Missing data is a widespread problem in machine learning. Bayesian inference is a robust solution to imputing missing values, particularly if multiple imputations are used to model the uncertainty regarding said values. Unfortunately, most existing MI programs are slow due the the sequential nature of the calculations. While some can be parallelised, not all MI programs have this functionality. Generally, these programs scale in geometric time with both size of dataset and missingness.
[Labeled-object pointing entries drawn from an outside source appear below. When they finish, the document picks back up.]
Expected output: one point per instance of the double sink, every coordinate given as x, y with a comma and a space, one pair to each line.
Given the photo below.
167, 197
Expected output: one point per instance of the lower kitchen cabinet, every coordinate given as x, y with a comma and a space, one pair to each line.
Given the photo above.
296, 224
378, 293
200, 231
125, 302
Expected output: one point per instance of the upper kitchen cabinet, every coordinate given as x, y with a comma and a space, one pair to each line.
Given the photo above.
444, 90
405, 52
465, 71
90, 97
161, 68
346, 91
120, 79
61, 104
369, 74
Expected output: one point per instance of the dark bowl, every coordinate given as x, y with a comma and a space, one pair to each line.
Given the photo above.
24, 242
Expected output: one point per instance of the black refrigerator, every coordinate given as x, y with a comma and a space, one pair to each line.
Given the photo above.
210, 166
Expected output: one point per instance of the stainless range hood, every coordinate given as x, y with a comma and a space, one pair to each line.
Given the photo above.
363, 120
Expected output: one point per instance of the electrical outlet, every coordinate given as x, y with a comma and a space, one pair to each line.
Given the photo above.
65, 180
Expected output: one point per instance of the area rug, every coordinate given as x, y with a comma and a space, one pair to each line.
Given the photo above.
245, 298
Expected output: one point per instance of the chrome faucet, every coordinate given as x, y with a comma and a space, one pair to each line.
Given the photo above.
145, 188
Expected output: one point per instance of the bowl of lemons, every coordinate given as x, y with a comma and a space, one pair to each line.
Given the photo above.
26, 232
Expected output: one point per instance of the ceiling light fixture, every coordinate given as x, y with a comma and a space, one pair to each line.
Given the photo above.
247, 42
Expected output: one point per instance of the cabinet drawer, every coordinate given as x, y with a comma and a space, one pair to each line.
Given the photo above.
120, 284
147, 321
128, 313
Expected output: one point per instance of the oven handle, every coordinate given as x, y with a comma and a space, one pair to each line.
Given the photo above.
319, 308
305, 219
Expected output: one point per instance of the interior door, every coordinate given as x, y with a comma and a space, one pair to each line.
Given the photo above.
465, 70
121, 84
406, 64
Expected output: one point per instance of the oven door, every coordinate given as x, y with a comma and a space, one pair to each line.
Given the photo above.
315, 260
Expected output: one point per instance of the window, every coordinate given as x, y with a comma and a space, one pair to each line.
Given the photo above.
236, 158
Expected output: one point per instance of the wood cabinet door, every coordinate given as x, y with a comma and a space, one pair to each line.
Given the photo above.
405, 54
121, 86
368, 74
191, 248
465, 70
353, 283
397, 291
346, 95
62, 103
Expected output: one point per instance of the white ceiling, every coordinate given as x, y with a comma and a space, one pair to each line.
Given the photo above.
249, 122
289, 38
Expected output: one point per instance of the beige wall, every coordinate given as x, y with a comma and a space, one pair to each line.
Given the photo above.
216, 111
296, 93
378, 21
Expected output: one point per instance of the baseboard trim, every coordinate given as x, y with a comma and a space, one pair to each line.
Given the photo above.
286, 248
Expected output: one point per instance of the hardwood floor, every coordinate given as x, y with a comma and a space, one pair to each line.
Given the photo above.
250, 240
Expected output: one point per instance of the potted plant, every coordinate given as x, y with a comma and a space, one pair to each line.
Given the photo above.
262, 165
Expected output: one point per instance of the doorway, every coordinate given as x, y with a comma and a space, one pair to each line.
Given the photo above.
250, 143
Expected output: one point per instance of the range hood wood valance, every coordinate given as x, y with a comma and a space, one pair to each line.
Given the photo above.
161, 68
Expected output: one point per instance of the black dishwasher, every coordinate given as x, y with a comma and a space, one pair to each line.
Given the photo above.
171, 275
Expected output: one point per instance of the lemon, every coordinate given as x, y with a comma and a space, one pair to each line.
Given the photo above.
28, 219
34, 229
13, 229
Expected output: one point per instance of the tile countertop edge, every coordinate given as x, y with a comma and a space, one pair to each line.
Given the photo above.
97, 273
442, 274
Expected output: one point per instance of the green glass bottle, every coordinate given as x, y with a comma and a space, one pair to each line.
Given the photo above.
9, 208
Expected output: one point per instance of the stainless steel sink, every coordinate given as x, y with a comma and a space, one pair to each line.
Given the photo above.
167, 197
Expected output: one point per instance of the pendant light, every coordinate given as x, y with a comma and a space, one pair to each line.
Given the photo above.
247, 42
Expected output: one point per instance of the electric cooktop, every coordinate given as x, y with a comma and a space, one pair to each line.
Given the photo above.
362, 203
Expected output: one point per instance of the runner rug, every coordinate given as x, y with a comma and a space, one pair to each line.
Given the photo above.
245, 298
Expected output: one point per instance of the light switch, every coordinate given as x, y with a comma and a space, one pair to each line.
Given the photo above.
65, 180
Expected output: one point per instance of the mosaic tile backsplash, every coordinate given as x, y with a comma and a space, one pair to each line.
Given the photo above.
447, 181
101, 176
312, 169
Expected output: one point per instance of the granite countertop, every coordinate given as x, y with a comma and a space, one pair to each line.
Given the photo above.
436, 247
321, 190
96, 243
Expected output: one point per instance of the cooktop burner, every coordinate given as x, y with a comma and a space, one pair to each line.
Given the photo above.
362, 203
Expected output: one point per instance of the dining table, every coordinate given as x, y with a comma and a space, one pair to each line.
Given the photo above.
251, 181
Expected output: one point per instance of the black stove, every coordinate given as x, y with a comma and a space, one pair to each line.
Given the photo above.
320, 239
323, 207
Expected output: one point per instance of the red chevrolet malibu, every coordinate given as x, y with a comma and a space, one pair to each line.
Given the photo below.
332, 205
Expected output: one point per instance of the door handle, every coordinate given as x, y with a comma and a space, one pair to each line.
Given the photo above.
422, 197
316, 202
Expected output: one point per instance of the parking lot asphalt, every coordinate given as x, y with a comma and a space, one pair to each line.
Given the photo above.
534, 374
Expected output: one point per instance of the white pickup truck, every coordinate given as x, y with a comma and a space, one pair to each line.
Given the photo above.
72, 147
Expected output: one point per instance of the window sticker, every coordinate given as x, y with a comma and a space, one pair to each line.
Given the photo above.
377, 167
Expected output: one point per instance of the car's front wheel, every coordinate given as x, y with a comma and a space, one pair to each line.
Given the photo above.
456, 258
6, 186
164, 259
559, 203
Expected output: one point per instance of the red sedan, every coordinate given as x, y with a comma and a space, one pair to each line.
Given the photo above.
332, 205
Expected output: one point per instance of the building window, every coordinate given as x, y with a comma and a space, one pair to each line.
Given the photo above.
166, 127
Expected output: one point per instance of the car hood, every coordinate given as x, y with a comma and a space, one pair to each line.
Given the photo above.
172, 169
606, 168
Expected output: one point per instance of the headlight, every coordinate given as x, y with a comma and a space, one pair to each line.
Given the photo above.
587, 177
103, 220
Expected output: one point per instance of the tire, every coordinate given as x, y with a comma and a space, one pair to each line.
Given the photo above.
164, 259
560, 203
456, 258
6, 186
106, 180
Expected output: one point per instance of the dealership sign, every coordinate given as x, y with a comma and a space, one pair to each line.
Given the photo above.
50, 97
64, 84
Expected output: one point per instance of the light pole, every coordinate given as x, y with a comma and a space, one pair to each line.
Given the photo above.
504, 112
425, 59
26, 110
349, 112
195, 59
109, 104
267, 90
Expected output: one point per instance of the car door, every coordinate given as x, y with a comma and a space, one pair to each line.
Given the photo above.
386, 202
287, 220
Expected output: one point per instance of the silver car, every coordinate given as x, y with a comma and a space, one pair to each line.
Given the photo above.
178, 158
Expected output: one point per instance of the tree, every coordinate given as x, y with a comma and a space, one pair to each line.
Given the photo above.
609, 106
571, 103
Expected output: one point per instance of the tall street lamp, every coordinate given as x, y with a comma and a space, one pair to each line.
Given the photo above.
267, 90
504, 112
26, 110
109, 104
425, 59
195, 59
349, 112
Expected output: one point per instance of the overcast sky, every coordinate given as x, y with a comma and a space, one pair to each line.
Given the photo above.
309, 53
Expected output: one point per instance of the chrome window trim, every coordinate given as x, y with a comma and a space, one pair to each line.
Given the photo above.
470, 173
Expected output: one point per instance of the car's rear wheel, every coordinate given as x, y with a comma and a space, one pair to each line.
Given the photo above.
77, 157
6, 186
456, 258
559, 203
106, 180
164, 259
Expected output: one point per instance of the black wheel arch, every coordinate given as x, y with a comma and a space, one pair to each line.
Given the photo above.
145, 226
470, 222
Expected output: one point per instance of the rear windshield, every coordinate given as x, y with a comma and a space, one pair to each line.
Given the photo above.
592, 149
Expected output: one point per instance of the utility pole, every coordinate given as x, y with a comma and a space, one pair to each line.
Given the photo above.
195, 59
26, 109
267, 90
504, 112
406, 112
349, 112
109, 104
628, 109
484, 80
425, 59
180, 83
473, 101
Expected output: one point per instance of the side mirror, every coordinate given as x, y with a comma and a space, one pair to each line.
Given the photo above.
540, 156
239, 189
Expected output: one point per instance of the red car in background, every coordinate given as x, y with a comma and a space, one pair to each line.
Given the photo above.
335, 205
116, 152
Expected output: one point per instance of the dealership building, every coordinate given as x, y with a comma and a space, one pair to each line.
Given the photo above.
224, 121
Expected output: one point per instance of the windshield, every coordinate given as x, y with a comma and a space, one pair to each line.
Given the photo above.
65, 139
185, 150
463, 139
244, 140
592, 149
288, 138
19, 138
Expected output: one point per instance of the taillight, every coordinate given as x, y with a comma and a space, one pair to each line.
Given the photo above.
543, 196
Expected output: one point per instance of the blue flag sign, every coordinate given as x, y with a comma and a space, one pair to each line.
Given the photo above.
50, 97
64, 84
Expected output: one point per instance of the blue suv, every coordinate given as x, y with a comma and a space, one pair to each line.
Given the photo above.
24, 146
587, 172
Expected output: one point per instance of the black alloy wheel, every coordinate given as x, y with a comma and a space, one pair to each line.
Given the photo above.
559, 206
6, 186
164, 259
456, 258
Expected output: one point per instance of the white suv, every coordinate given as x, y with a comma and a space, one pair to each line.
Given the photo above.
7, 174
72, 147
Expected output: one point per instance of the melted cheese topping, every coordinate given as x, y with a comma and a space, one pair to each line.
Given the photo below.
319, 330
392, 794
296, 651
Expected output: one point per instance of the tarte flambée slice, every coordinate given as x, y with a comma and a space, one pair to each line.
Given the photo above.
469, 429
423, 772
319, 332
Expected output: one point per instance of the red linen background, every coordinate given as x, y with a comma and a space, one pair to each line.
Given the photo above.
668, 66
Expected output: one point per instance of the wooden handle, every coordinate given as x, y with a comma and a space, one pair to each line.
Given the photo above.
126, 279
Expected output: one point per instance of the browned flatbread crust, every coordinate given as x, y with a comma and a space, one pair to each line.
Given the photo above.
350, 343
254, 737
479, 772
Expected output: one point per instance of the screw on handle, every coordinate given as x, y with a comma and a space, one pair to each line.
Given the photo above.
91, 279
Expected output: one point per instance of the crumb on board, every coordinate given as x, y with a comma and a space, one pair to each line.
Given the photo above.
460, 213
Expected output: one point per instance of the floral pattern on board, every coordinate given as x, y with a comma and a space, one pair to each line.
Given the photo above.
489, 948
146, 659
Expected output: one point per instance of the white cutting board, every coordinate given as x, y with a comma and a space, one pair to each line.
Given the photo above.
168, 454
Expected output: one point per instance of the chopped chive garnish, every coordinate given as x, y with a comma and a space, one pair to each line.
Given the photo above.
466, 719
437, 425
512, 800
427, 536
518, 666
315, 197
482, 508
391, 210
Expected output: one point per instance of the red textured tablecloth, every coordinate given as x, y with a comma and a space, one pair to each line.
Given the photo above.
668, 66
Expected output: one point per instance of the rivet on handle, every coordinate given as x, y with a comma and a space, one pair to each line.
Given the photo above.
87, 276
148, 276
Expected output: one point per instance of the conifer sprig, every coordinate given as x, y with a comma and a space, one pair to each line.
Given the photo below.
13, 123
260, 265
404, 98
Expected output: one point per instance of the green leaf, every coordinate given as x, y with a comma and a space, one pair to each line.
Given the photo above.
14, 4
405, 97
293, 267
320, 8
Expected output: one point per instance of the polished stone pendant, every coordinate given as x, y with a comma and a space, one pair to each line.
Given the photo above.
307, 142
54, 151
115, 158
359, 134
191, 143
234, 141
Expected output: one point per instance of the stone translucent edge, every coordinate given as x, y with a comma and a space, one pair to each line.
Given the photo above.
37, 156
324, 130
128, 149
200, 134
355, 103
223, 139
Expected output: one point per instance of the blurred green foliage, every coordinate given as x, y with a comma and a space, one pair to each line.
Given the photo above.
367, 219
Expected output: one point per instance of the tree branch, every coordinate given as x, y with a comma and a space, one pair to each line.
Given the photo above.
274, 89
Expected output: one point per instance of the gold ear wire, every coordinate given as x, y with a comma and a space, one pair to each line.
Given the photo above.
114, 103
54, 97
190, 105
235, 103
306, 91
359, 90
When trained with Monte Carlo dropout, a neural network is capable of approximate Bayesian inference (specifically, VI) while scaling in linear time relative to dataset, and regardless of missingness. Compared to existing methods, neural network-based MI is a high performance, scalable machine learning solutions capable of distributed training and inference. Denoising autoencoders represent one implementation of a neural network, which is trained to reconstruct a corrupted input. With some manipulation, they can be coerced to handle missing data. This is why MIDAS was created. MIDAS allows the most advanced algorithms in machine learning to be applied to the imputation of missing data, leveraging the principle of Bayesian nonparametrics to minimise bias and inaccuracy in imputed values.
MIDAS requires
- Python (>=2.7 or >=3.5)
- Numpy (>=1.8.2)
- Pandas (>=0.19.2)
- Tensorflow (>= 1.3)
- Matplotlib
Tensorflow also has a number of requirements, particularly if GPU acceleration is desired. See https://www.tensorflow.org/install/ for details.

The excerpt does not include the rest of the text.